Define the entropy of a random variable $X$ by : $$H(X):=\sum_{x\in X(\Omega)}p(x)\log\left(\frac{1}{p(x)} \right), $$ with $0\log 0:=0$ and $p(x)=P(X=x)$.
A fundamental propriety satisfied by $H$ is : $$H(X)=\log |range(X)|, $$ if and only if $X$ is a uniform random variable.
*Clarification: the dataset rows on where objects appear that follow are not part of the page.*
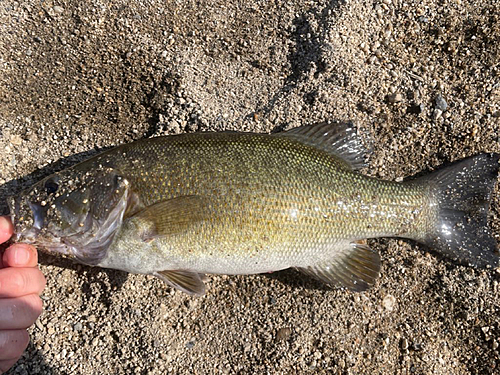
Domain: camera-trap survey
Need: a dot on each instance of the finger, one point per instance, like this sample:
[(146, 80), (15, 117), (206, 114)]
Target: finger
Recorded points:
[(7, 364), (6, 229), (12, 343), (17, 282), (20, 312), (20, 255)]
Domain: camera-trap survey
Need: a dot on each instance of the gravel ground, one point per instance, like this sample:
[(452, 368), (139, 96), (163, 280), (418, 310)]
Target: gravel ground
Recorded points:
[(421, 79)]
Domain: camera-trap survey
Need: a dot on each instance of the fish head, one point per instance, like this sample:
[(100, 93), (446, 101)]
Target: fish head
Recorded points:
[(75, 212)]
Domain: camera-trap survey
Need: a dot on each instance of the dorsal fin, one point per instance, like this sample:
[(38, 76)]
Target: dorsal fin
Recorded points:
[(339, 139), (356, 268)]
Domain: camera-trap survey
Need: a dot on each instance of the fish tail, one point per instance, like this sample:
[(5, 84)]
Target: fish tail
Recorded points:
[(462, 192)]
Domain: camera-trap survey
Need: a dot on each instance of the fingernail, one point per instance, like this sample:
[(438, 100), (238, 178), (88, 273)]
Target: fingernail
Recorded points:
[(21, 256)]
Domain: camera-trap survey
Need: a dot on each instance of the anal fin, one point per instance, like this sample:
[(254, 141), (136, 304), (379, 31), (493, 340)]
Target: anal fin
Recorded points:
[(356, 268), (186, 281)]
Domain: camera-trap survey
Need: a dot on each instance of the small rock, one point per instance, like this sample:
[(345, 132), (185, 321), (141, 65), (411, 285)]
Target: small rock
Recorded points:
[(404, 344), (388, 302), (441, 103), (39, 325), (395, 98), (437, 113), (283, 334), (16, 140)]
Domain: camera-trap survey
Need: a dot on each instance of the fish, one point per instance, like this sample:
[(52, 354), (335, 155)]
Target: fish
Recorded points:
[(182, 206)]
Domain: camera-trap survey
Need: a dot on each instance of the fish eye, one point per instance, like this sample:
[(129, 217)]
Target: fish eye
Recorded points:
[(51, 186)]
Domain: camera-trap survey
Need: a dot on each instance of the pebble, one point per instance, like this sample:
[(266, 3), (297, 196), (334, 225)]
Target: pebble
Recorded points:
[(39, 325), (395, 98), (283, 334), (404, 344), (16, 140), (441, 104), (437, 113), (388, 302)]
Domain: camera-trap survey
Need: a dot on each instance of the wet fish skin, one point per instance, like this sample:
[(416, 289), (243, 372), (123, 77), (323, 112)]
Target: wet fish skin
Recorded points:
[(242, 203)]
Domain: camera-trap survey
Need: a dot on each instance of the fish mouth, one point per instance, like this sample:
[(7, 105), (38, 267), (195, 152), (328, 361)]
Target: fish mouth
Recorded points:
[(38, 215), (26, 227)]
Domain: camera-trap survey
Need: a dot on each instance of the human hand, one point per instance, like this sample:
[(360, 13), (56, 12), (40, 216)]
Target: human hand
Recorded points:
[(21, 282)]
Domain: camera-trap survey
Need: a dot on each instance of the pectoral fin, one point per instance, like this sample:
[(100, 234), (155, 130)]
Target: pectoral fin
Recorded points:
[(186, 281), (172, 216), (356, 268)]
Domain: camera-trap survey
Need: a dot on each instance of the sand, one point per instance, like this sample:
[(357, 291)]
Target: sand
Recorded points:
[(420, 79)]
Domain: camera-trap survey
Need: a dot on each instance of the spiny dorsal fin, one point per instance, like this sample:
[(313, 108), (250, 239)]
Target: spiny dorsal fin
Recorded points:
[(186, 281), (356, 268), (172, 216), (339, 139)]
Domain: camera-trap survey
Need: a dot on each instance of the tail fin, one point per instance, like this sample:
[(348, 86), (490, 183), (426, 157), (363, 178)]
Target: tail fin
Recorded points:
[(463, 193)]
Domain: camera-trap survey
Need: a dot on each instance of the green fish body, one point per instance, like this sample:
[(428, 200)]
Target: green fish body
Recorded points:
[(243, 203)]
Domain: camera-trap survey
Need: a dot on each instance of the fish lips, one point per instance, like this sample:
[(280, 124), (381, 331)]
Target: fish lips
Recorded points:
[(27, 221)]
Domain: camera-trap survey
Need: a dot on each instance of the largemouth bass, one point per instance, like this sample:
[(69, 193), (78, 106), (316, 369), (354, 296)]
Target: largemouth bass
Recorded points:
[(178, 207)]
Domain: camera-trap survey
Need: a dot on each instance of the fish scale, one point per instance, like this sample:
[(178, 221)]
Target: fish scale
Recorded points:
[(241, 203), (296, 194)]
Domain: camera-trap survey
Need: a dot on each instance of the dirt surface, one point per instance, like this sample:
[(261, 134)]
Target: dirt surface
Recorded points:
[(421, 79)]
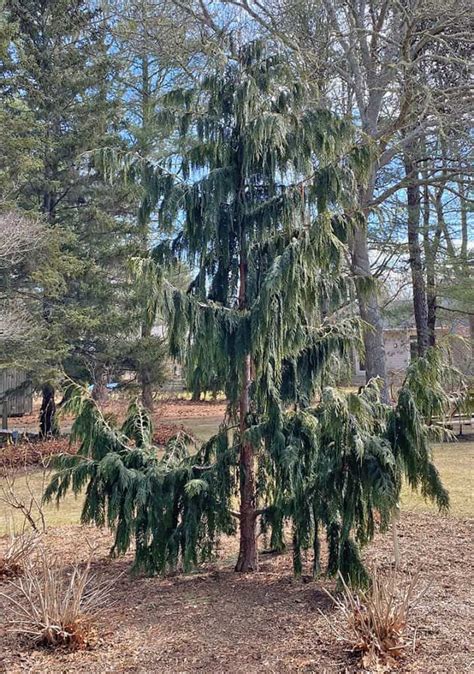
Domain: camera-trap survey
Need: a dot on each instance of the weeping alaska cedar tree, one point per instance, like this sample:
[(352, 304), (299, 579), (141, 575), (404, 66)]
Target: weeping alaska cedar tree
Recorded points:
[(263, 197)]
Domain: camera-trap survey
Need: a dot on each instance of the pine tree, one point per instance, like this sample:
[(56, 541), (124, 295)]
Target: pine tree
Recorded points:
[(61, 84)]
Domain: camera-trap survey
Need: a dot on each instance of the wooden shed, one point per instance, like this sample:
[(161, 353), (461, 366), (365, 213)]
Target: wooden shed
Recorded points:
[(16, 390)]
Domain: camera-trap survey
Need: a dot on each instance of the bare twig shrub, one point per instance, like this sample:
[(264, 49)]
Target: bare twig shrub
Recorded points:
[(18, 554), (374, 622), (26, 500), (56, 608)]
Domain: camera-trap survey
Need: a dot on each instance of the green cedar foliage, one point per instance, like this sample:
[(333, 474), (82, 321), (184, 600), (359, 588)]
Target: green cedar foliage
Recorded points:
[(264, 180), (338, 469)]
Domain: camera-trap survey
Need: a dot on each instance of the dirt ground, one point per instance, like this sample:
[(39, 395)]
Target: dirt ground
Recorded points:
[(214, 620)]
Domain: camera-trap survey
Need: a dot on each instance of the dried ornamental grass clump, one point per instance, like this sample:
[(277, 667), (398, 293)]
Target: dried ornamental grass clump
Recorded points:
[(55, 608), (374, 622)]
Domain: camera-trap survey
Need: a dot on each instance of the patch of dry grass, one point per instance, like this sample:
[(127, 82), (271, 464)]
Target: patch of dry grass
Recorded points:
[(455, 462)]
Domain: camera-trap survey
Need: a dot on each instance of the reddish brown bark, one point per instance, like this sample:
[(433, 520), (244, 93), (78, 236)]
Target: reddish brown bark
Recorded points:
[(248, 558)]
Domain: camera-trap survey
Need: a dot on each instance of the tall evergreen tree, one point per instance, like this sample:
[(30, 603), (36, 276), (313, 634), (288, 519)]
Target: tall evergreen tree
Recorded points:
[(62, 71)]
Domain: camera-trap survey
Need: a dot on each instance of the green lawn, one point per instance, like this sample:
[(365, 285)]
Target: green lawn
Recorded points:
[(454, 461)]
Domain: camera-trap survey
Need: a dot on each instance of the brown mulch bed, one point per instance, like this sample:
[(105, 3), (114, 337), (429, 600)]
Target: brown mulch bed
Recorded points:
[(217, 621)]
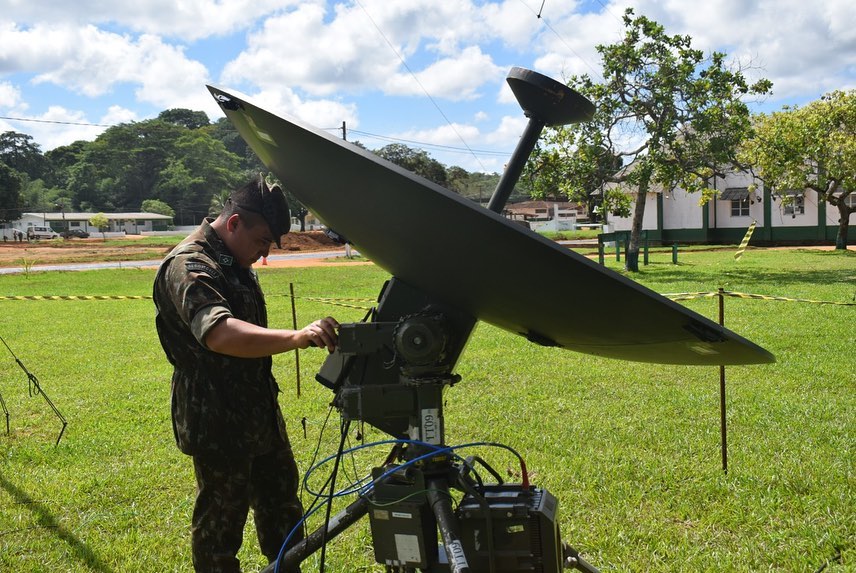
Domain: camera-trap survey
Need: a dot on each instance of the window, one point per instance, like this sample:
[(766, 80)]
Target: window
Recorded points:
[(796, 206), (740, 207)]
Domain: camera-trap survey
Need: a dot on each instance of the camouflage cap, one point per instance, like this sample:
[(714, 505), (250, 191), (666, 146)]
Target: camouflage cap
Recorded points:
[(268, 201)]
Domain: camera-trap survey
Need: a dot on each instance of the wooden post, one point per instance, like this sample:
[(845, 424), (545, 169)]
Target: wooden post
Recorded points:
[(722, 422), (294, 323)]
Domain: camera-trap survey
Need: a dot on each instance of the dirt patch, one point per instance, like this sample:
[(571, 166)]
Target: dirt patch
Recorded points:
[(130, 249)]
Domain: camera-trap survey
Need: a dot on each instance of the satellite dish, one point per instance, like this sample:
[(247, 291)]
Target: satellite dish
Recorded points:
[(471, 258)]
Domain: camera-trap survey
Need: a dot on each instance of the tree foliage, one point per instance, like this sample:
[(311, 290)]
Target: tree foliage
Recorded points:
[(10, 194), (157, 206), (814, 148), (415, 160), (179, 162), (668, 113)]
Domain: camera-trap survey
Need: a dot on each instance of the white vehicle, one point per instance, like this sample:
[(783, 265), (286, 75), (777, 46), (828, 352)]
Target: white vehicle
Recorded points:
[(41, 233)]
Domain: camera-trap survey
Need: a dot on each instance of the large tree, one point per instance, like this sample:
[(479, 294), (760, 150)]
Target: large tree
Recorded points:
[(415, 160), (21, 153), (814, 148), (672, 116), (185, 117), (201, 167), (10, 194)]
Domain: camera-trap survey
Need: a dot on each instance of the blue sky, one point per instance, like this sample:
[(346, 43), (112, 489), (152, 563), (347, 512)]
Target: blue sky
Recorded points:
[(429, 72)]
Let $E$ be a finite-dimensional space vector over a finite field $\mathbb{F}$, then and $E^{*}$ the dual space. Then, if $X$ is a uniform variable over $E^{*}$ : $$H(X)=\log |range(X)|=\log |E^{*}|=\log |\mathbb{F}^{\text{dim}(E)}|)=\text{dim}(E)\log|\mathbb{F}|.$$
My question is : if $U,V$ are two linear subspaces of $E$ an $X,Y$ two uniform variables over $U$ and $V$, how do you prove that : $$H(X,Y)=\text{dim}(U+V)\log|\mathbb{F}|. $$
Note : In the following article
https://terrytao.wordpress.com/2017/03/01/special-cases-of-shannon-entropy/
Tao wrote that "the joint random variable $(X,Y)$ determines the random linear function $f$ $\color{red}{\text{on the union } U \cup V}$ on the two spaces, and $\color{red}{\text{thus by linearity on the Minkowski sum }U+V}$ as well; thus $(X,Y)$ is equivalent to the restriction of $f$ to $U+V.$ In particular, $H(X,Y) = \mathrm{dim}(U+V) \log |\mathbf{F}|$.",
but I don't really understand the 'red' argument.